NY high court to hear case that may return 100,000 homes to rent-regulated status

The Court of Appeals, New York State’s highest court, is set to hear arguments on a case that may result in the return of over 100,000 apartments to rent-regulated status.

The case, Altman v. 285 W. Fourth LLC, may provide tenants a legal precedent for challenging market rate rents in their apartments. The plaintiff in the case, a certain Richard Altman, was awarded damages for rent overcharges over a four-year period. The New York Supreme Court decision, which was handed down in February of last year, also set the legal rent at $1,829.49, the last rental rate that was registered with the Division of Housing and Community Renewal.

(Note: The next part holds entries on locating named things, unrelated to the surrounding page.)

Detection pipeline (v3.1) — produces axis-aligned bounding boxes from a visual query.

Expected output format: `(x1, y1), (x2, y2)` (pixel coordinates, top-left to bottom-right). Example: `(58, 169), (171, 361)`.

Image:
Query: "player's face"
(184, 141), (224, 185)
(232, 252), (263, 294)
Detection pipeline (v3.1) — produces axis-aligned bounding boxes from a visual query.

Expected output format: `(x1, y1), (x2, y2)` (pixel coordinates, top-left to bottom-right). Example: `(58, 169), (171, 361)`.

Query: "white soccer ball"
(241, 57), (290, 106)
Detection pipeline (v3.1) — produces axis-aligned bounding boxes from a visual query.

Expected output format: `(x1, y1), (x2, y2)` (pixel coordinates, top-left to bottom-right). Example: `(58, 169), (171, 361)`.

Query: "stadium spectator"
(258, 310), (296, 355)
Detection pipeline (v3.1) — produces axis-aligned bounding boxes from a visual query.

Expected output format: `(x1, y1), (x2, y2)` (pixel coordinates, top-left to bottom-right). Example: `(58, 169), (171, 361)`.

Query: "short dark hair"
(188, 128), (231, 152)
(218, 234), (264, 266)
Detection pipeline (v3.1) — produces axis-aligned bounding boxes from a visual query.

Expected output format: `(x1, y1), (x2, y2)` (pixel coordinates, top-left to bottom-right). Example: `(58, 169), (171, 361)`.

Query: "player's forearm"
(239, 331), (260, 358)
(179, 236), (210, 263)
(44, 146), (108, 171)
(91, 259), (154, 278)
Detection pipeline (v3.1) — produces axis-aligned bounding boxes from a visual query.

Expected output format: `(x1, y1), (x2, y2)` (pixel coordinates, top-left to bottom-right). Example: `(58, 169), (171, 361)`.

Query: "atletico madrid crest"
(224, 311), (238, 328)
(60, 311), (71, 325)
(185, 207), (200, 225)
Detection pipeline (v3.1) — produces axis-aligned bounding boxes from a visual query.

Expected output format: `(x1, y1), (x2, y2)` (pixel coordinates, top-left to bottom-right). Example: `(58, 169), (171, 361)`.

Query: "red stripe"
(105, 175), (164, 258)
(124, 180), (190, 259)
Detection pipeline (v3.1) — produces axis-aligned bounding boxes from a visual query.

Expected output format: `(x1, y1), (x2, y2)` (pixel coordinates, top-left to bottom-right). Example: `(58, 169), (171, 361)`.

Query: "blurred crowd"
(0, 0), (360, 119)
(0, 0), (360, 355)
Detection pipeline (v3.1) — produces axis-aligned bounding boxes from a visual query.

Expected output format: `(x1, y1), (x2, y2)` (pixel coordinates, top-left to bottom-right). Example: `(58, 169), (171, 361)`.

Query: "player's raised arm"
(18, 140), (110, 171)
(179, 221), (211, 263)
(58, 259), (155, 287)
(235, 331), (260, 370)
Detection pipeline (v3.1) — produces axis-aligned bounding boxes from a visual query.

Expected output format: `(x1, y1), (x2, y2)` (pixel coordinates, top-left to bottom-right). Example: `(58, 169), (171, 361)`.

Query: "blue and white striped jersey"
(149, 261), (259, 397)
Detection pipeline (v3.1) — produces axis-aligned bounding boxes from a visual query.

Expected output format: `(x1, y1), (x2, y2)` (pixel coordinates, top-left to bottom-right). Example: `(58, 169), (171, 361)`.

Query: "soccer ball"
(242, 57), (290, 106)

The First Judicial Department of the Appellate Division upheld the decision last October, saying that the previous ruling properly fixed the legal rent. The case may change how apartments become market rate units. Currently, property owners can apply to deregulate apartments once the rent hits $2,700, according to the Rent Guidelines Board. Landlords currently boost rents by renovating apartments when tenants leave. The case may make it necessary for apartments to reach the rent threshold while it is occupied, which takes longer.

Belkin Burden Wenig & Goldman’s Matthew Brett, the counsel for a coalition seeking a review of the decision, disputed the previous ruling, saying that the elevation of the case to the Court of Appeals is evidence of merit.

“The fact that the Court of Appeals, New York’s Highest Court, has granted leave to hear the appeal is significant,” Brett said.

“Property owners for decades have deregulated rent stabilized apartments by lawfully taking rent increases that brought an outgoing tenant’s legal rent over the deregulation threshold.  If the rent was lawfully raised above the threshold, then the next incoming tenant would be a free market tenant. The Appellate Division inexplicably rejected this procedure and upended a decades-long practice of deregulating apartments—a practice supported by the explicit language of the Rent Stabilization Law, the Rent Stabilization Code, agency precedent and many cases.”

REBNY, the Rent Stabilization Association and the Community Housing Improvement Program filed amicus briefs in support of the defendant’s claim in the First Judicial Department. The groups, along with Small Property Owners of New York and the AOAC, are now the petitioners for reviewing the ruling.